Summary: Working memory for language processing can be provided by the down-regulation of neural excitability in response to external input.
Source: Max Planck Institute
Did the man bite the dog, or was it the other way around? When processing an utterance, words need to be assembled into the correct interpretation within working memory. One aspect of comprehension is to establish ‘who did what to whom’. This process of unification takes much longer than basic events in neurobiology, like neuronal spikes or synaptic signaling. Hartmut Fitz, lead investigator at the Neurocomputational Models of Language group at the Max Planck Institute for Psycholinguistics, and his colleagues propose an account where adaptive features of single neurons supply memory that is sufficiently long-lived to bridge this temporal gap and support language processing.
Model comparisons
Together with researchers Marvin Uhlmann, Dick van den Broek, Peter Hagoort, Karl Magnus Petersson (all Max Planck Institute for Psycholinguistics) and Renato Duarte (Jülich Research Centre, Germany), Fitz studied working memory in spiking networks through an innovative combination of experimental language research with methods from computational neuroscience.
In a sentence comprehension task, circuits of biological neurons and synapses were exposed to sequential language input which they had to map onto semantic relations that characterize the meaning of an utterance. For example, ‘the cat chases a dog’ means something different than ‘the cat is chased by a dog’ even though both sentences contain similar words. The various cues to meaning need to be integrated within working memory to derive the correct message. The researchers varied the neurobiological features in computationally simulated networks and compared the performance of different versions of the model. This allowed them to pinpoint which of these features implemented the memory capacity required for sentence comprehension.
Towards a computational neurobiology of language
They found that working memory for language processing can be provided by the down-regulation of neuronal excitability in response to external input. “This suggests that working memory could reside within single neurons, which contrasts with other theories where memory is either due to short-term synaptic changes or arises from network connectivity and excitatory feedback”, says Fitz.

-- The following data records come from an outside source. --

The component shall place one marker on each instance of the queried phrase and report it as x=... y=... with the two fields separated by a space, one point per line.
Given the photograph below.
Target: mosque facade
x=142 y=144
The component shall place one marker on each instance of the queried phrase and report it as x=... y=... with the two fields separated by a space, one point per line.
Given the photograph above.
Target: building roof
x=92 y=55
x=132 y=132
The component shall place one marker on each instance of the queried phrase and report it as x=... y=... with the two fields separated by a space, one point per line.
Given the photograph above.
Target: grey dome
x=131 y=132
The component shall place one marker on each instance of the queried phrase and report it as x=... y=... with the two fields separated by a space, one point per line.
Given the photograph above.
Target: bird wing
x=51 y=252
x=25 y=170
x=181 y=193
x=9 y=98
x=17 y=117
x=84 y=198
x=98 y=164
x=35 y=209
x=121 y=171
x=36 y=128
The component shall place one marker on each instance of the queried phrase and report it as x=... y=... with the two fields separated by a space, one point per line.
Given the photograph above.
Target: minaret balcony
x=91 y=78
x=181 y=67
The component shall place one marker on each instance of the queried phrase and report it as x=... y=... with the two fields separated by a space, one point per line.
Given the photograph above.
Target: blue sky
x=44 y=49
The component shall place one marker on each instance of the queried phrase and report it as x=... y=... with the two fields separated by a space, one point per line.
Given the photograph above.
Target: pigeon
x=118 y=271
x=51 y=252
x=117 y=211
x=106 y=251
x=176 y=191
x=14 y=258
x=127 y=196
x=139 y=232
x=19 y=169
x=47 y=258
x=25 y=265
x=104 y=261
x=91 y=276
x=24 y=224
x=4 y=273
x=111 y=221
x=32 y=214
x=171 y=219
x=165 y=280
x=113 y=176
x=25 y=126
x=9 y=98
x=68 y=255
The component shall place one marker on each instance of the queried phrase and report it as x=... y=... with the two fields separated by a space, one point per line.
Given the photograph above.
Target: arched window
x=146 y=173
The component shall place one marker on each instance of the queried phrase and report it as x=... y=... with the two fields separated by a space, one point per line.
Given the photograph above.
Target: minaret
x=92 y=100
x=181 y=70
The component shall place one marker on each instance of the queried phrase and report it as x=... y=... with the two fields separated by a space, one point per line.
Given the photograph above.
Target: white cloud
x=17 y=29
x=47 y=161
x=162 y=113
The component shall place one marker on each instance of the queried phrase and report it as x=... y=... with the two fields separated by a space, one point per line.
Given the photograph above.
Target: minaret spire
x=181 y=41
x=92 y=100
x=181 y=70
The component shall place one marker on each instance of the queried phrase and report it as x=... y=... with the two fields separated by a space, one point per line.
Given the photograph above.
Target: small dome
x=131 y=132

Their model shows that this neuronal memory is context-dependent, and sensitive to serial order which makes it ideally suitable for language. Additionally, the model was able to establish binding relations between words and semantic roles with high accuracy.
“It is crucial to try and build language models that are directly grounded in basic neurobiological principles,” declares Fitz. “This work shows that we can meaningfully study language at the neurobiological level of explanation, using a causal modelling approach that may eventually allow us to develop a computational neurobiology of language.”
About this memory and language research article
Source:
Max Planck Institute
Contacts:
Marjolein Scherphuis – Max Planck Institute
Image Source:
The image is in the public domain.
Original Research: Closed access
“Neuronal spike-rate adaptation supports working memory in language processing” by Hartmut Fitz, Marvin Uhlmann, Dick van den Broek, Renato Duarte, Peter Hagoort, and Karl Magnus Petersson. PNAS.
Abstract
Neuronal spike-rate adaptation supports working memory in language processing
Language processing involves the ability to store and integrate pieces of information in working memory over short periods of time. According to the dominant view, information is maintained through sustained, elevated neural activity. Other work has argued that short-term synaptic facilitation can serve as a substrate of memory. Here we propose an account where memory is supported by intrinsic plasticity that downregulates neuronal firing rates. Single neuron responses are dependent on experience, and we show through simulations that these adaptive changes in excitability provide memory on timescales ranging from milliseconds to seconds. On this account, spiking activity writes information into coupled dynamic variables that control adaptation and move at slower timescales than the membrane potential. From these variables, information is continuously read back into the active membrane state for processing. This neuronal memory mechanism does not rely on persistent activity, excitatory feedback, or synaptic plasticity for storage. Instead, information is maintained in adaptive conductances that reduce firing rates and can be accessed directly without cued retrieval. Memory span is systematically related to both the time constant of adaptation and baseline levels of neuronal excitability. Interference effects within memory arise when adaptation is long lasting. We demonstrate that this mechanism is sensitive to context and serial order which makes it suitable for temporal integration in sequence processing within the language domain. We also show that it enables the binding of linguistic features over time within dynamic memory registers. This work provides a step toward a computational neurobiology of language.